Monday, October 09, 2006
Estirador.

Três meses de Inverno, três meses de frio. Aproximadamente noventa noites de cacau, chá quente e lareira. Há na nossa sala tanto de nós.
Fotografias: saltam do baú desarrumadas. Eles a preto e branco, tu, a sépia, linda, cores de sempre, perdidas. Foste tu que complicaste as almofadas, concerteza. Baralhaste-as todas. Atiraste algumas ao chão. Acendeste a lareira só pelo capricho. Agora estendes-te ao comprido na chaise long vermelha e rois uma maça entediada.
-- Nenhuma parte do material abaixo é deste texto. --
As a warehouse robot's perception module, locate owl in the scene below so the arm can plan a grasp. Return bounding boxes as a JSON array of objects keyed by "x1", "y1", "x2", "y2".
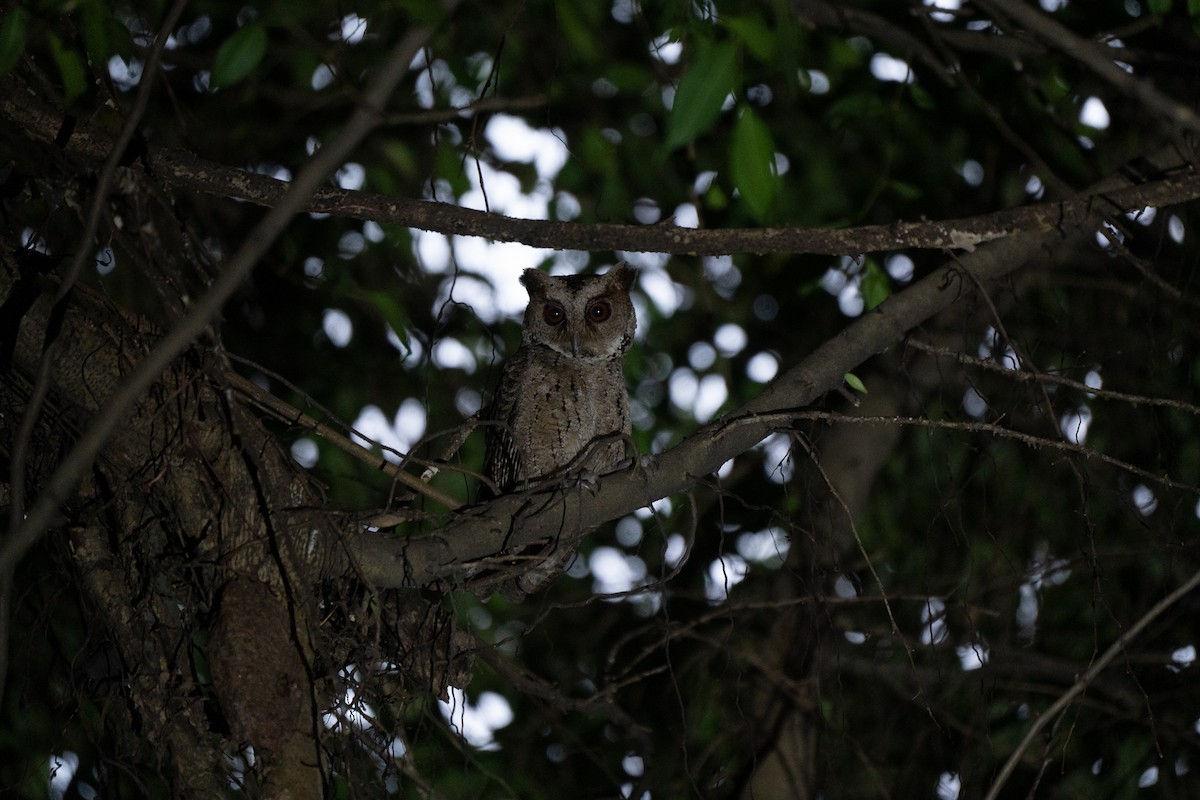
[{"x1": 480, "y1": 264, "x2": 637, "y2": 593}]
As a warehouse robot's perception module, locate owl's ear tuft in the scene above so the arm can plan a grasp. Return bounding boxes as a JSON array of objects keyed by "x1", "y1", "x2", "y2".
[
  {"x1": 605, "y1": 261, "x2": 637, "y2": 294},
  {"x1": 521, "y1": 267, "x2": 550, "y2": 290}
]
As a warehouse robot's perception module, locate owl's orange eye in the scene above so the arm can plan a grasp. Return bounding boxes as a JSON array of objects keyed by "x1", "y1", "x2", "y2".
[
  {"x1": 588, "y1": 300, "x2": 612, "y2": 323},
  {"x1": 541, "y1": 302, "x2": 566, "y2": 325}
]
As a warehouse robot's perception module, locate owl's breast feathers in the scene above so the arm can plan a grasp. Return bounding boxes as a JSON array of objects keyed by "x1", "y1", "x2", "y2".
[{"x1": 484, "y1": 344, "x2": 630, "y2": 494}]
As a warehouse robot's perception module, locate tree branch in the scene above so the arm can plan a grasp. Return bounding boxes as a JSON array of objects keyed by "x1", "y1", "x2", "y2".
[
  {"x1": 976, "y1": 0, "x2": 1200, "y2": 133},
  {"x1": 984, "y1": 563, "x2": 1200, "y2": 800},
  {"x1": 348, "y1": 142, "x2": 1194, "y2": 587},
  {"x1": 0, "y1": 83, "x2": 1200, "y2": 255}
]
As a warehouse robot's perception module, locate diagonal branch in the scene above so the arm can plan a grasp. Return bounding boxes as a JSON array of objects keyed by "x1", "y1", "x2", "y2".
[{"x1": 347, "y1": 146, "x2": 1200, "y2": 587}]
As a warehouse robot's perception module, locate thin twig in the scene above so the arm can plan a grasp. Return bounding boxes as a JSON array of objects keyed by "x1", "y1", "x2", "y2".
[{"x1": 984, "y1": 563, "x2": 1200, "y2": 800}]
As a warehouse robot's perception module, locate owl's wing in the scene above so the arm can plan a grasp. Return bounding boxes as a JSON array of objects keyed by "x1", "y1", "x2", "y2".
[{"x1": 479, "y1": 356, "x2": 521, "y2": 500}]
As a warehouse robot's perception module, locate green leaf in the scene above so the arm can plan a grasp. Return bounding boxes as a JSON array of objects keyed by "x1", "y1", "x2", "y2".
[
  {"x1": 721, "y1": 14, "x2": 775, "y2": 64},
  {"x1": 730, "y1": 108, "x2": 780, "y2": 222},
  {"x1": 47, "y1": 32, "x2": 88, "y2": 104},
  {"x1": 209, "y1": 23, "x2": 266, "y2": 89},
  {"x1": 841, "y1": 372, "x2": 866, "y2": 395},
  {"x1": 0, "y1": 6, "x2": 29, "y2": 76},
  {"x1": 665, "y1": 43, "x2": 738, "y2": 150},
  {"x1": 862, "y1": 260, "x2": 892, "y2": 309}
]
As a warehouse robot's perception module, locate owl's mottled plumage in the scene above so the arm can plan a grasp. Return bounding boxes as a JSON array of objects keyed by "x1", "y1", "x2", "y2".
[{"x1": 482, "y1": 264, "x2": 637, "y2": 591}]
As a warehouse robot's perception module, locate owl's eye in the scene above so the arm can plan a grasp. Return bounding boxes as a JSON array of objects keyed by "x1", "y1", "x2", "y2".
[
  {"x1": 588, "y1": 300, "x2": 612, "y2": 323},
  {"x1": 541, "y1": 302, "x2": 566, "y2": 325}
]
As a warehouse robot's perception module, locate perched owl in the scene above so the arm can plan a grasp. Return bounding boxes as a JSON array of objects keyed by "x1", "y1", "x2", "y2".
[{"x1": 481, "y1": 264, "x2": 637, "y2": 593}]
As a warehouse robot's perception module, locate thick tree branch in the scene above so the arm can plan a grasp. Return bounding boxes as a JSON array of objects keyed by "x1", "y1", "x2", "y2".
[
  {"x1": 0, "y1": 0, "x2": 454, "y2": 573},
  {"x1": 350, "y1": 234, "x2": 1050, "y2": 587},
  {"x1": 0, "y1": 83, "x2": 1200, "y2": 255}
]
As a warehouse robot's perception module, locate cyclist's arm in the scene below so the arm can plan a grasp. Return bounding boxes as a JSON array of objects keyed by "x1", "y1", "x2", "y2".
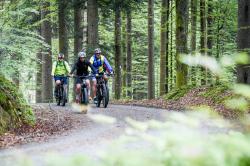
[
  {"x1": 88, "y1": 62, "x2": 97, "y2": 74},
  {"x1": 51, "y1": 62, "x2": 56, "y2": 76},
  {"x1": 104, "y1": 57, "x2": 113, "y2": 73},
  {"x1": 89, "y1": 56, "x2": 94, "y2": 65},
  {"x1": 69, "y1": 63, "x2": 76, "y2": 74},
  {"x1": 65, "y1": 61, "x2": 70, "y2": 73}
]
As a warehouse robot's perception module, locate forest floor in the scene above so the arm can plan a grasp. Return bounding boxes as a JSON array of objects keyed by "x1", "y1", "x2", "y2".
[
  {"x1": 0, "y1": 104, "x2": 169, "y2": 166},
  {"x1": 0, "y1": 104, "x2": 244, "y2": 166},
  {"x1": 111, "y1": 87, "x2": 244, "y2": 119}
]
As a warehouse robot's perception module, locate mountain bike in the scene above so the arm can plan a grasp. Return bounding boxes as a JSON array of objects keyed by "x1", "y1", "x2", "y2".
[
  {"x1": 55, "y1": 78, "x2": 67, "y2": 106},
  {"x1": 73, "y1": 75, "x2": 93, "y2": 105},
  {"x1": 96, "y1": 74, "x2": 111, "y2": 108}
]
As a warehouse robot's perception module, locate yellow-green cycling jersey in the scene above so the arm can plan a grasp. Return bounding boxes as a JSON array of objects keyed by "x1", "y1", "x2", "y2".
[
  {"x1": 89, "y1": 55, "x2": 113, "y2": 73},
  {"x1": 51, "y1": 61, "x2": 70, "y2": 76}
]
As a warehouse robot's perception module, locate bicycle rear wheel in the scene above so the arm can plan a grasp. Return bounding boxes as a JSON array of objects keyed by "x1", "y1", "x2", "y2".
[
  {"x1": 102, "y1": 84, "x2": 109, "y2": 108},
  {"x1": 81, "y1": 87, "x2": 89, "y2": 105},
  {"x1": 96, "y1": 87, "x2": 102, "y2": 107},
  {"x1": 62, "y1": 86, "x2": 67, "y2": 106}
]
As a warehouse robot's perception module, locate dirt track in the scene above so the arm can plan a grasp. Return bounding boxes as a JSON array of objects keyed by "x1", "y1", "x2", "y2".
[{"x1": 0, "y1": 104, "x2": 169, "y2": 166}]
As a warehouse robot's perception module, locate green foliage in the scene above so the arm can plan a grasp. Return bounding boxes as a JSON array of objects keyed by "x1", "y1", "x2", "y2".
[
  {"x1": 0, "y1": 75, "x2": 35, "y2": 134},
  {"x1": 198, "y1": 85, "x2": 231, "y2": 104},
  {"x1": 164, "y1": 85, "x2": 194, "y2": 100}
]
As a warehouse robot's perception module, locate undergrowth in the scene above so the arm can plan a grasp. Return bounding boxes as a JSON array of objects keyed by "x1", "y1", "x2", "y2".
[{"x1": 0, "y1": 75, "x2": 35, "y2": 134}]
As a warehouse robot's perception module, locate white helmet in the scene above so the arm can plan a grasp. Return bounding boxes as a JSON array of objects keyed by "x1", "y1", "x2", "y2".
[{"x1": 78, "y1": 51, "x2": 86, "y2": 58}]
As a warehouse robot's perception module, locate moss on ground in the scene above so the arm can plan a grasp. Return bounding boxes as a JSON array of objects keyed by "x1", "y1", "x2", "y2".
[
  {"x1": 0, "y1": 75, "x2": 35, "y2": 134},
  {"x1": 164, "y1": 85, "x2": 194, "y2": 100},
  {"x1": 198, "y1": 85, "x2": 233, "y2": 104}
]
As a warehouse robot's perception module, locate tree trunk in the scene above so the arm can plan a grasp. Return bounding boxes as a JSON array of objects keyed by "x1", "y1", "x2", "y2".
[
  {"x1": 200, "y1": 0, "x2": 207, "y2": 85},
  {"x1": 87, "y1": 0, "x2": 98, "y2": 51},
  {"x1": 237, "y1": 0, "x2": 250, "y2": 84},
  {"x1": 169, "y1": 0, "x2": 174, "y2": 90},
  {"x1": 36, "y1": 51, "x2": 42, "y2": 103},
  {"x1": 41, "y1": 1, "x2": 53, "y2": 103},
  {"x1": 73, "y1": 0, "x2": 84, "y2": 99},
  {"x1": 122, "y1": 13, "x2": 127, "y2": 97},
  {"x1": 190, "y1": 0, "x2": 198, "y2": 85},
  {"x1": 160, "y1": 0, "x2": 169, "y2": 96},
  {"x1": 207, "y1": 0, "x2": 214, "y2": 84},
  {"x1": 176, "y1": 0, "x2": 188, "y2": 88},
  {"x1": 58, "y1": 0, "x2": 68, "y2": 60},
  {"x1": 115, "y1": 7, "x2": 122, "y2": 99},
  {"x1": 74, "y1": 0, "x2": 84, "y2": 59},
  {"x1": 126, "y1": 11, "x2": 132, "y2": 98},
  {"x1": 148, "y1": 0, "x2": 155, "y2": 99}
]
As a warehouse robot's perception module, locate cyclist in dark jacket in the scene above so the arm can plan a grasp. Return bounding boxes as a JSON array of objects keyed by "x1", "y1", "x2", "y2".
[{"x1": 70, "y1": 52, "x2": 96, "y2": 103}]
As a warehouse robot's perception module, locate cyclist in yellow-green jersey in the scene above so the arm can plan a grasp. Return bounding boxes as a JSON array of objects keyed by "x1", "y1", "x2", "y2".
[{"x1": 51, "y1": 53, "x2": 70, "y2": 97}]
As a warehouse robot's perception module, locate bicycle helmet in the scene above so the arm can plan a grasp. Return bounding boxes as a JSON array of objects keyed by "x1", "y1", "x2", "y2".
[
  {"x1": 58, "y1": 53, "x2": 64, "y2": 59},
  {"x1": 95, "y1": 48, "x2": 101, "y2": 54},
  {"x1": 78, "y1": 51, "x2": 86, "y2": 58}
]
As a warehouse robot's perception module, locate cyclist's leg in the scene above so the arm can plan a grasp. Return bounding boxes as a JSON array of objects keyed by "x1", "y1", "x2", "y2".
[
  {"x1": 103, "y1": 74, "x2": 109, "y2": 84},
  {"x1": 75, "y1": 78, "x2": 82, "y2": 103},
  {"x1": 86, "y1": 79, "x2": 91, "y2": 99},
  {"x1": 92, "y1": 78, "x2": 96, "y2": 98},
  {"x1": 63, "y1": 77, "x2": 68, "y2": 99},
  {"x1": 54, "y1": 76, "x2": 61, "y2": 97}
]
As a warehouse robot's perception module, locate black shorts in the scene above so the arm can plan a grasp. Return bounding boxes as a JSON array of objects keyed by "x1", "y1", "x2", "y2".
[{"x1": 76, "y1": 78, "x2": 82, "y2": 84}]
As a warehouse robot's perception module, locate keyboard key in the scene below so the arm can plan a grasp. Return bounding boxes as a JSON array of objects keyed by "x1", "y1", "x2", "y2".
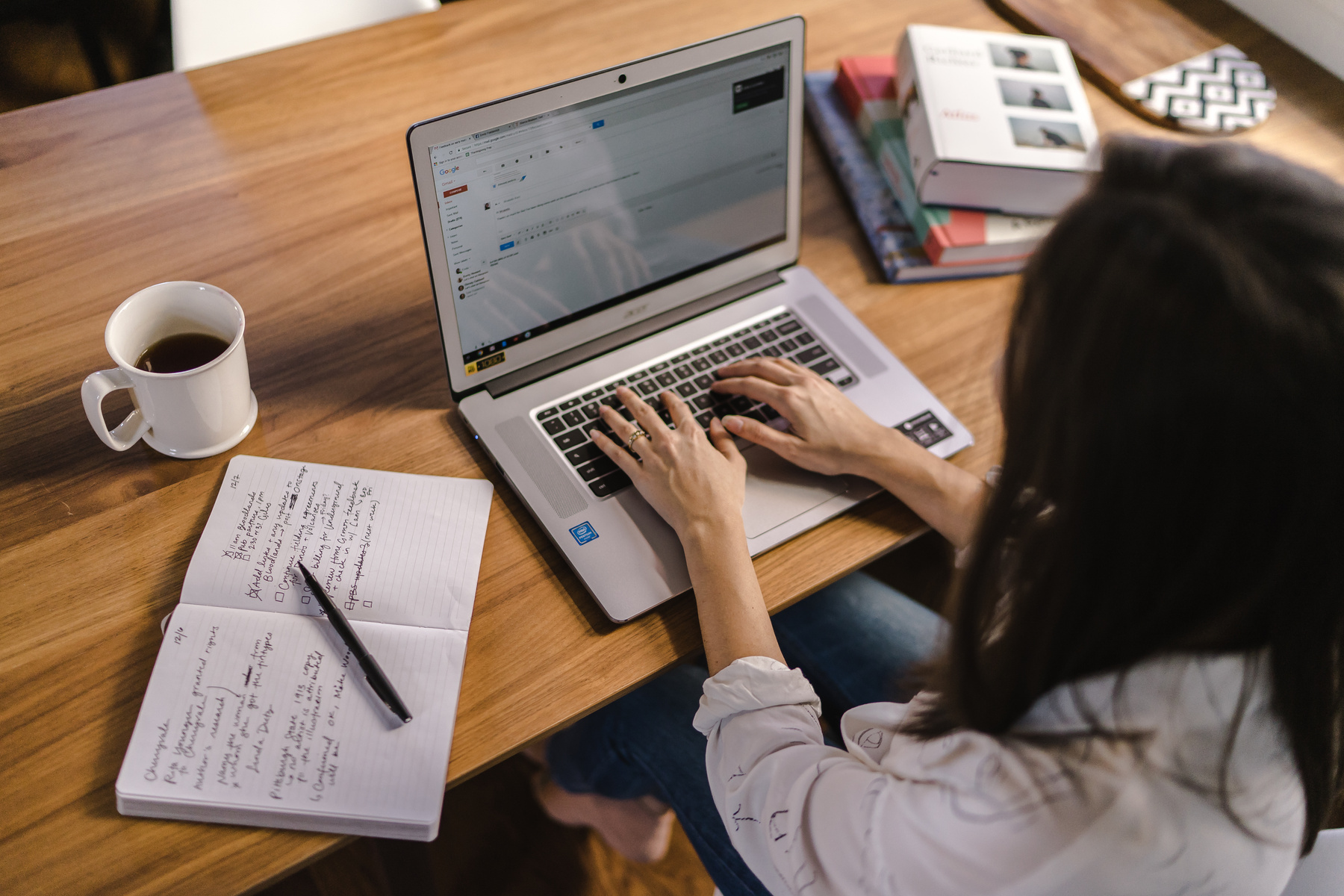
[
  {"x1": 551, "y1": 430, "x2": 588, "y2": 451},
  {"x1": 579, "y1": 457, "x2": 615, "y2": 482},
  {"x1": 808, "y1": 349, "x2": 840, "y2": 375},
  {"x1": 564, "y1": 443, "x2": 606, "y2": 466},
  {"x1": 588, "y1": 470, "x2": 630, "y2": 498}
]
Ficas sempre assim quando tenho muito trabalho. As poltronas do xadrez ja te viram, hoje, mais do que uma vez, brincar com as pecitas de marfim encardido. Estás insuportavelmente, deliciosamente mimada. Finjo-me compenetrado só para te ter ainda mais desconcertada. Tu sentes. Levantas-te, aproximas-te dois passos, arriscas duas notas passageiras no piano, calcas as teclas com os dedos, mas eu não olho. De repente Piazzola, dás duas piruetas de tango e pegas no xaile que estava nas costas do sofá maior. És agora a melhor bailarina do mundo e ris. Eu vejo-Te. Confesso que nunca a minha camisa nos ficou tão bem.
É tudo tão nosso. Noites quentes-frias daquele sempre nosso Inverno.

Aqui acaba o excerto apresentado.